While ERS is still exploring prospects for its enviromentally friendly tar sand mining operations in T&T, another company is closer to getting off the ground. Geologist Herbert Sukhu said his company, Geominex Resources Limited, has signed a memorandum of understanding (MOU) with the Ministry of Trade, Industry and Investment (MTII) for tar sands exploration in the La Brea region.

 

Sukhu said his company's “small footprint mining” method will use proprietary solvent retort processes which are more environmentally friendly than the Canadian model. He said strip mining could produce between 30,000 to 50,000 barrels of oil per day and entails “stripping certain areas, extracting the usable tar sands and filling back the waste material.” That is not a small scale operation and could eventually end up costing US$5.2 billion, he said.

 

Falconer said Sukhu's company used similar technology to ERS, but also uses a chemical process to assist the flow of oil. He believes his company has a superior product and is further along in development and implementation of its technology.

 

Extracting oil from sand

Oil sands are a mixture of sand/clays, bitumen and water. Each grain of oil sand has three layers: a layer of water surrounding the grain of sand, with bitumen surrounding the water to form the outer layer. Oil sands are often referred to as tar sands or bituminous sands.

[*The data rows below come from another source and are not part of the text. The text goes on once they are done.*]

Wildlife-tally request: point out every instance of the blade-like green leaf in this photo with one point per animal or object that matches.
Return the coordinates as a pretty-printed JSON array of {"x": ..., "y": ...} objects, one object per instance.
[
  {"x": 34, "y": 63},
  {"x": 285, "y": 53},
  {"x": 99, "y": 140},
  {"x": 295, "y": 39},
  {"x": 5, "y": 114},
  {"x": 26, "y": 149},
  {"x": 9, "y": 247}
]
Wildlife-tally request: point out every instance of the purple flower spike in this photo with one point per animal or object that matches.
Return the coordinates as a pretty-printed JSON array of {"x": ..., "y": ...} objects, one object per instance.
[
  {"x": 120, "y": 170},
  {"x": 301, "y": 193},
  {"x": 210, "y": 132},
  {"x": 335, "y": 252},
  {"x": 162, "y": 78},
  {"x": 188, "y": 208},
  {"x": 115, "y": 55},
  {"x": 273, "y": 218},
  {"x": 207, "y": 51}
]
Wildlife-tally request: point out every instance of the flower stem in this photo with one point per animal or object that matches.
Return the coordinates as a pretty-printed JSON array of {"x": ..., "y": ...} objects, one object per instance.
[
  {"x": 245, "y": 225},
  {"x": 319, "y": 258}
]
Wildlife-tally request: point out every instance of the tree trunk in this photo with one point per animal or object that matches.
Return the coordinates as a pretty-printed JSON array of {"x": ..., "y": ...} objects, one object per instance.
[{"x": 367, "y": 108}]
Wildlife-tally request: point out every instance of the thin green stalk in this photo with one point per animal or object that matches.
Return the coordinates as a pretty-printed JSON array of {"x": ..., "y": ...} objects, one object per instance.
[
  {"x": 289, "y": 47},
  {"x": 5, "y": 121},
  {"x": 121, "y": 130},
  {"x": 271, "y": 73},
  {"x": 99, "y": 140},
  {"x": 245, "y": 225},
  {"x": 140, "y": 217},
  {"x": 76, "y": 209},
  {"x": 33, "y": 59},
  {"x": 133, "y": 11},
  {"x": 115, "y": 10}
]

Tar sand deposits are mined utilising techniques such as strip mining, open pit techniques, and underground heating (steam injection) to extract the oil.

 

The complex process of recovering oil from tar sands involves many steps in order for the oil to be profitably extracted and upgraded to a usable product.  The recovery process typically involves the following steps:
• Extracting the oil from the sand
• Separating the bitumen from the clay, sand, and water
• Diluting the bitumen with lighter hydrocarbons to pass through pipes easier

 

Across Trinidad, exploration conducted several ago estimated some 1.5 to 2 billion barrels of bitumen-based fuel. The southern communities of Vessigny, Guapo, Parrylands, Vance River, and La Brea all exist directly on top of tar sands deposits. Last December, the Ministry of Energy and Energy Affairs established 35 mining zones across T&T, including one provisional mining zone for tar sands.